Schon lange ist klar: aus dem von den CDU Spitzen 2013 im Kreis geforderten geogra-phischem Deckel ist ein geographischer Topf geworden, der sich anschickt alle Rekorde zu brechen und nun endgültig überzulaufen. Grund sind die Änderungen im EEG 2016, das für die zukünftige Windenergienutzung Ausschreibungen und Wettbewerb fordert.
Ausgenommen sind die Anlagen, die bis zum 31.12. diesen Jahres noch genehmigt werden. Diese erhalten dann noch die hohe, 20 Jahre durch die Umlage sozialisierte und garantierte Vergütung von zur Zeit noch 8,9 Cent /kWh. Die Bundesnetzagentur erwartet bei den ersten Ausschreibungen 2017 Ergebnisse zwischen 6 und 6,6 Cent. Entsprech-end hoch ist der Druck auf die Kommunen und den Kreis als Genehmigungsbehörde. Der Endspurt hat für alle mehr als spürbar begonnen.

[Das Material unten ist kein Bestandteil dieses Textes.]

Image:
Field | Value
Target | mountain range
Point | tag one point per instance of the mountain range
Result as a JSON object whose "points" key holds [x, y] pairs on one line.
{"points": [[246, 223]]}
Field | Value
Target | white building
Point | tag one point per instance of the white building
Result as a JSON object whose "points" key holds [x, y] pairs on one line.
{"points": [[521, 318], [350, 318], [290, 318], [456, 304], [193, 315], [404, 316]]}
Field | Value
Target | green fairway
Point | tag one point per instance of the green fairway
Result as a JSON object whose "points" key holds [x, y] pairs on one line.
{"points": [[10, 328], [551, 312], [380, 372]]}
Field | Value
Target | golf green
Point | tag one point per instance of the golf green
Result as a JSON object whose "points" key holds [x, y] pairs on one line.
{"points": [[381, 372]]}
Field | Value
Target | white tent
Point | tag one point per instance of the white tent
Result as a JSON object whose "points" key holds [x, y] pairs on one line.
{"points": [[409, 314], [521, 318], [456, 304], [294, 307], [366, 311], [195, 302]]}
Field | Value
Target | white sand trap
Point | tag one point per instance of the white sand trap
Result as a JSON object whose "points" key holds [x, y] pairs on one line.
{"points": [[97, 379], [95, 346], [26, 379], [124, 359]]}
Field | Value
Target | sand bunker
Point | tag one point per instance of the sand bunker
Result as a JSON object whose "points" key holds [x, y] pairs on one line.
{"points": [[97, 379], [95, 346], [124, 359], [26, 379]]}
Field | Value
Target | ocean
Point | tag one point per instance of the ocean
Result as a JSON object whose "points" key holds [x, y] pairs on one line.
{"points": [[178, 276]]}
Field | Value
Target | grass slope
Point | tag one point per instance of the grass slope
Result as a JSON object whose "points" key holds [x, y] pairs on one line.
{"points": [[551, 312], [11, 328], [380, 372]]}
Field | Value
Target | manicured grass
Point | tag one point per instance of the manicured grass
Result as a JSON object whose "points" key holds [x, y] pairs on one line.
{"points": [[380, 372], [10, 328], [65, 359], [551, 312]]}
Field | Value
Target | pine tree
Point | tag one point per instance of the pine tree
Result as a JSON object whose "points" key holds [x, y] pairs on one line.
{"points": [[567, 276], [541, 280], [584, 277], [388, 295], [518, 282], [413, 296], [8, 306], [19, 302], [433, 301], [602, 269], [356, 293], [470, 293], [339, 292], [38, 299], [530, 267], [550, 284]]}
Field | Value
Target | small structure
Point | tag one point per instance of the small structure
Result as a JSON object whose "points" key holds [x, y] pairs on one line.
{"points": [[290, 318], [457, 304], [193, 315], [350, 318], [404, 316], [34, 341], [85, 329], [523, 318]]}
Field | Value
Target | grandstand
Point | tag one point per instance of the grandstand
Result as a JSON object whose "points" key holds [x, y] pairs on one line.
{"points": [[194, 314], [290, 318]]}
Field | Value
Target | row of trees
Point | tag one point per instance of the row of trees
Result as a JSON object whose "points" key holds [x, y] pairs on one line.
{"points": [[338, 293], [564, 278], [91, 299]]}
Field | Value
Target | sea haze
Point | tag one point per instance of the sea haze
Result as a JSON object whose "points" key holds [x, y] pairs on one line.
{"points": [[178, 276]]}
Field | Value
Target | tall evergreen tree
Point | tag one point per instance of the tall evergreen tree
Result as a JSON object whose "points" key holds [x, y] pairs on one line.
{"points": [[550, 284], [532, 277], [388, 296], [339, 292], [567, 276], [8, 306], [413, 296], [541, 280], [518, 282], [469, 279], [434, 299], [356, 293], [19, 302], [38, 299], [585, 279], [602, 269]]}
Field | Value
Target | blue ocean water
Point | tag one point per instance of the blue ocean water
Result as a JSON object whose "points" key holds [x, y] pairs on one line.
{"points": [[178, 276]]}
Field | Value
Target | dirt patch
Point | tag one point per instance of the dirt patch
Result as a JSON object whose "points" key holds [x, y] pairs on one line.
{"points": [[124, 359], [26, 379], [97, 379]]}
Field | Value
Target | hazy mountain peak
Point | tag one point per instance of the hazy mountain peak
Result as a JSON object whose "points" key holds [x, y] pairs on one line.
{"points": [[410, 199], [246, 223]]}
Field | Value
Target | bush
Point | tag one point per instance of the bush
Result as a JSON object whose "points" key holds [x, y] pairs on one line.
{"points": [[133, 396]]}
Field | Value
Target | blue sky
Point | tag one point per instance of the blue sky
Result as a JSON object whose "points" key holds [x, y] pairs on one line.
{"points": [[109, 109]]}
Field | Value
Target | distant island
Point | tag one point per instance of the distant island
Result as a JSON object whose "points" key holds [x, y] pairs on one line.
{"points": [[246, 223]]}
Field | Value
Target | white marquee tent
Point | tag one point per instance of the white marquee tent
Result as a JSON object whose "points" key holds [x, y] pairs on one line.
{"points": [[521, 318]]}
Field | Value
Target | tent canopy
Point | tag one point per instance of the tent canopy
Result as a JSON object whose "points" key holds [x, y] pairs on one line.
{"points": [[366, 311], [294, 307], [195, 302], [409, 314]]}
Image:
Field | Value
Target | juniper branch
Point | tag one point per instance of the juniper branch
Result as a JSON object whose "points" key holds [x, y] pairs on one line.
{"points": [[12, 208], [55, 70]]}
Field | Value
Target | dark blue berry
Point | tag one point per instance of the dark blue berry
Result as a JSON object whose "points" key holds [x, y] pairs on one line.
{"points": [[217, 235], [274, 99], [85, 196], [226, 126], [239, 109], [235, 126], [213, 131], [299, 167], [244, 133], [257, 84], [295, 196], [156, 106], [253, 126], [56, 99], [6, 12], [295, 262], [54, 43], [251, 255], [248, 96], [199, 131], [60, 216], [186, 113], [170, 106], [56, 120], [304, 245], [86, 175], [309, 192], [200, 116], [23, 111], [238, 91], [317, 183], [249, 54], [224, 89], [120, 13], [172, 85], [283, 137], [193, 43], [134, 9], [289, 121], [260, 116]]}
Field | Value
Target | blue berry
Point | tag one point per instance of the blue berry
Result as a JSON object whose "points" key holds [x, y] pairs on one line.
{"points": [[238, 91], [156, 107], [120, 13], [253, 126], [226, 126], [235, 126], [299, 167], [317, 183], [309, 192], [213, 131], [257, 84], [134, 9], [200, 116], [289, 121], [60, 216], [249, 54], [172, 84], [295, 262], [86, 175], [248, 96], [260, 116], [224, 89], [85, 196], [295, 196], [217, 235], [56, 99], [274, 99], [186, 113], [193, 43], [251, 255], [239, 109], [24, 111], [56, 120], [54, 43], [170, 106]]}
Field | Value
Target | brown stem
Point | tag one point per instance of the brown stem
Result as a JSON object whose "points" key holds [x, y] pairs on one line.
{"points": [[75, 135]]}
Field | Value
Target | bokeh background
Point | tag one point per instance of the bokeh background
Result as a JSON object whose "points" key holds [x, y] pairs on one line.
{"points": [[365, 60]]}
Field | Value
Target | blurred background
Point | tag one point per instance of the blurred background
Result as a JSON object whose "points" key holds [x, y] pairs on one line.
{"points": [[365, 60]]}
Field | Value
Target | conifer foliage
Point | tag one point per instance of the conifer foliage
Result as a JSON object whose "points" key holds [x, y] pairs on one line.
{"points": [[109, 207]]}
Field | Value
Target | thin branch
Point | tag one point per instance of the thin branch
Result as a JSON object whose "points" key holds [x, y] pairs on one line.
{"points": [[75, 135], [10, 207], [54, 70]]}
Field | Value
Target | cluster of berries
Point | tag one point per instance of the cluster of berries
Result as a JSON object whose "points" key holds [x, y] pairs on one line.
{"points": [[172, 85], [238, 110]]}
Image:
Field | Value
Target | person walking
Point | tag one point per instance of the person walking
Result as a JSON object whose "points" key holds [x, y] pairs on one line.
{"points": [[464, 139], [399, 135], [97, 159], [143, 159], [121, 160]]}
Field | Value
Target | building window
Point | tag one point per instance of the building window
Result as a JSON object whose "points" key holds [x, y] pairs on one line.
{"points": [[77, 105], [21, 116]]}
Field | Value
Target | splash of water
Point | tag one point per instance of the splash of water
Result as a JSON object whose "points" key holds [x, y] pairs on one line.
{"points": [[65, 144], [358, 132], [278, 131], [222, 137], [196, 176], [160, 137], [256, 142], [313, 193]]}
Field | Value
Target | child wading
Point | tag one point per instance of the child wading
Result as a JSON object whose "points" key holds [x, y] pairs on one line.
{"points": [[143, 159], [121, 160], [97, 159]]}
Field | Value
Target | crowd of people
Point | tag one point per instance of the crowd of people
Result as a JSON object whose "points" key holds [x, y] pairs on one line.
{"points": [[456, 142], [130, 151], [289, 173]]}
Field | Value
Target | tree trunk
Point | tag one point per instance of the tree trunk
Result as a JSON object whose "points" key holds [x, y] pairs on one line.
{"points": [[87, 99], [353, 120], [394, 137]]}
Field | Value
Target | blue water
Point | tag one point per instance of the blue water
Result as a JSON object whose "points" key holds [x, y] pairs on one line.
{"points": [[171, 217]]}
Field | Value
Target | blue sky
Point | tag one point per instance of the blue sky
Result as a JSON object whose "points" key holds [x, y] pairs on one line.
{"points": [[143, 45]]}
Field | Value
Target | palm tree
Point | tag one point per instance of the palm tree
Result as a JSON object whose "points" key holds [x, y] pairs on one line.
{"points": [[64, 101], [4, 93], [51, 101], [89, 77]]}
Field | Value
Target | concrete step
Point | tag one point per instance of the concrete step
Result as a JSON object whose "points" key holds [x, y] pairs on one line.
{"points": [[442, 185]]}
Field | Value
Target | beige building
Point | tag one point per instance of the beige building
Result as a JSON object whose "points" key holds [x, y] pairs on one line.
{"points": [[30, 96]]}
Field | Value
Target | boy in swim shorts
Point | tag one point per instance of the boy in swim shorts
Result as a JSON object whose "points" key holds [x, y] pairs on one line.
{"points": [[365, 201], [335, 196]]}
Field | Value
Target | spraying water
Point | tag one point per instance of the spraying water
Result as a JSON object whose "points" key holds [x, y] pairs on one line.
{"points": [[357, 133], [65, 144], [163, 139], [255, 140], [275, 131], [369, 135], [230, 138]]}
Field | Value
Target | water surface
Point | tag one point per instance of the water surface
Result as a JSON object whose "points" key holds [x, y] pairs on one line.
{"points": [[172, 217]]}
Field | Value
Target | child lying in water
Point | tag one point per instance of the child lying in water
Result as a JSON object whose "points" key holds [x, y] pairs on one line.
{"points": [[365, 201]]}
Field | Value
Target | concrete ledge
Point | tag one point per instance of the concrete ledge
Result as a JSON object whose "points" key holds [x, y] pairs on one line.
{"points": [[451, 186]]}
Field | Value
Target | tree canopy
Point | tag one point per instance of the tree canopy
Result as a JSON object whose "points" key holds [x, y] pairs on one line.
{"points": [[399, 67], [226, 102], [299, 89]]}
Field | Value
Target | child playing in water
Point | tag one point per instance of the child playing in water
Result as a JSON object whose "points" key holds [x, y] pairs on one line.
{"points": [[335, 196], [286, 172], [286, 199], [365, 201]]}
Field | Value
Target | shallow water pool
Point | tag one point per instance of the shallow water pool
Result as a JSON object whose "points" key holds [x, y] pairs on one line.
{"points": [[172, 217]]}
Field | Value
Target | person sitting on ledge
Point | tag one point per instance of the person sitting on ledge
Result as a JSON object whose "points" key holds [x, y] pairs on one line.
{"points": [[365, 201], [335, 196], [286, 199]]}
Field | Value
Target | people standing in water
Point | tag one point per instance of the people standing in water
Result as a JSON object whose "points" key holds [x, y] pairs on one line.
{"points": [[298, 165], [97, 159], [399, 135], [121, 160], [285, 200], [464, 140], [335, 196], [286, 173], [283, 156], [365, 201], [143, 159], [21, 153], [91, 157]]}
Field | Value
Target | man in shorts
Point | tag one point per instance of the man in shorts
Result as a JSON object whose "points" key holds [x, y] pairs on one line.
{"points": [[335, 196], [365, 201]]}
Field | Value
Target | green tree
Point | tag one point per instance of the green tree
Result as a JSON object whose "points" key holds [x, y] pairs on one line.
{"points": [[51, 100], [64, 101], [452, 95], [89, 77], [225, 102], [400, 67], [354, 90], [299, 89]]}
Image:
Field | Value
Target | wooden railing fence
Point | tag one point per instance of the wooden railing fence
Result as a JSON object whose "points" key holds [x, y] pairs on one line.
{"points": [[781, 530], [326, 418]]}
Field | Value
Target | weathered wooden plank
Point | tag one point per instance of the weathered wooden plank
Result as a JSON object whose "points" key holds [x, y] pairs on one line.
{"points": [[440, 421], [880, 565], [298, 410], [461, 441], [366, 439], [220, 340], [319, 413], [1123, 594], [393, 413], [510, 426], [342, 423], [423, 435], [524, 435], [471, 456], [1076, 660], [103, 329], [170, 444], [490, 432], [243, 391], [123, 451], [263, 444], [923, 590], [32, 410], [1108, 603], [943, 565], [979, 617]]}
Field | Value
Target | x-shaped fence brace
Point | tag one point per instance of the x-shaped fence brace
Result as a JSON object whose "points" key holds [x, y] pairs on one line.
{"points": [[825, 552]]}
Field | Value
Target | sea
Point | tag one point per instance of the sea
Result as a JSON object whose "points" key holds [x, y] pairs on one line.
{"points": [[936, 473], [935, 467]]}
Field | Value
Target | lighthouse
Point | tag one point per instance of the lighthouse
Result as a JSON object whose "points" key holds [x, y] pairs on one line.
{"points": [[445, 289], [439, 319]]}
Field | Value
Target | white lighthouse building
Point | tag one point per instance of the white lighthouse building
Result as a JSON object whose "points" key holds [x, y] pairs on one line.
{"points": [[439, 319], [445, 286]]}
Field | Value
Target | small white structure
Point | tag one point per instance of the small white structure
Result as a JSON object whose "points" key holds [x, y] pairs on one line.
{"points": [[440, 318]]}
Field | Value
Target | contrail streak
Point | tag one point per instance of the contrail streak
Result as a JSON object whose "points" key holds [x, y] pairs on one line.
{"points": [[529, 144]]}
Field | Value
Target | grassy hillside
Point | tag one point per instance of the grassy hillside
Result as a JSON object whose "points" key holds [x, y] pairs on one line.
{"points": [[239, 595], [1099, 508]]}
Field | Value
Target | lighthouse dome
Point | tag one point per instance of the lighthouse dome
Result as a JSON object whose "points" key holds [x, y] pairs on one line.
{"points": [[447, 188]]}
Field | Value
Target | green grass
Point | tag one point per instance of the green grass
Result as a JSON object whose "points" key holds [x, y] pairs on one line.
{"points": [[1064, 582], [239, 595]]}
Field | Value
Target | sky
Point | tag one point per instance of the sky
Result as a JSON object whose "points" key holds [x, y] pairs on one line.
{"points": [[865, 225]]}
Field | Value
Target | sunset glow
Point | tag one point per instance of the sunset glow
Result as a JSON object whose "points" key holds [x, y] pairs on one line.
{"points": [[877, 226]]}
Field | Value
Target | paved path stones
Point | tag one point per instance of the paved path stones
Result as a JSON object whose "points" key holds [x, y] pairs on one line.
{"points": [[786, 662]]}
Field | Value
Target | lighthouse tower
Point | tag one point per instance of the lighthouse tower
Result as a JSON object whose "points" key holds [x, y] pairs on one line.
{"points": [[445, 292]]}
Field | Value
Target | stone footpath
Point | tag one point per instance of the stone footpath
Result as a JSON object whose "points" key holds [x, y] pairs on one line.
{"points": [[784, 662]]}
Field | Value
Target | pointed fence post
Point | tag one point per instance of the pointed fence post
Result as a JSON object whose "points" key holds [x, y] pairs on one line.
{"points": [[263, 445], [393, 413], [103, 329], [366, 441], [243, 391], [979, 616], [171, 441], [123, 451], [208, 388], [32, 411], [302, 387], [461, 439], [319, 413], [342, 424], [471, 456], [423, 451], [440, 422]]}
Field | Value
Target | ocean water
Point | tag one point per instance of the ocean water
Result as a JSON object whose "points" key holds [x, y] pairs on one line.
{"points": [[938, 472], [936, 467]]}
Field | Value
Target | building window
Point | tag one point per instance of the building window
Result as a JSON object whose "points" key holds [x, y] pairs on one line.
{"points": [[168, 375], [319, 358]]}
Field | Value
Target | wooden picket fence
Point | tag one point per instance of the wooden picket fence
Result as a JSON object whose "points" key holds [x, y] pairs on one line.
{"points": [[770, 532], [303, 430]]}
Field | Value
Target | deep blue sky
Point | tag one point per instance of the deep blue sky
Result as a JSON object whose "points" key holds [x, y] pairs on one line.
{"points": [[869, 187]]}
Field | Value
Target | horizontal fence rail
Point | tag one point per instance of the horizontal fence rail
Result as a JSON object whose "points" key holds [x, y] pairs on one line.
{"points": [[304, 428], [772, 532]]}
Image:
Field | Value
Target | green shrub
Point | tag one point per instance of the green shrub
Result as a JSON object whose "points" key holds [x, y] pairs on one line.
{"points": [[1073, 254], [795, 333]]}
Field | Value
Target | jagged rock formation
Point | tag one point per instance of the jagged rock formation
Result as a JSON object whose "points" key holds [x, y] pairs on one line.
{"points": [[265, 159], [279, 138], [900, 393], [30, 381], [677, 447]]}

Vorm Endspurt schon rekordverdächtig
Er war schon bei Fertigstellung 2001 das größte Windenergiegebiet Europas, zumindest im Binnenland, der Windpark auf dem Sintfeld südlich von Paderborn.
Das Sintfeld ist als Teil der Paderborner Hochfläche ein Hochplateau im Kreis Paderborn mit Randlagen im Hochsauerlandkreis, NRW, das sich hauptsächlich um die Stadt Bad Wünnenberg ausbreitet. Begrenzt durch das Eggegebirge im Osten und die Berge des Sauerlandes im Süden ist die Hochfläche Teil der deutschen Mittelgebirge. Zudem ist das Sintfeld durch seine Lage am östlichen Rand der westfälischen Bucht und mit seinen durchschnittlichen Höhenlagen von über 300 m ü. NHN eines der windhöffigsten Gebiete in NRW. 100 m über Grund weht der Wind durchaus vergleichbar mit der Situation an der schleswig-holsteinischen Nordseeküste.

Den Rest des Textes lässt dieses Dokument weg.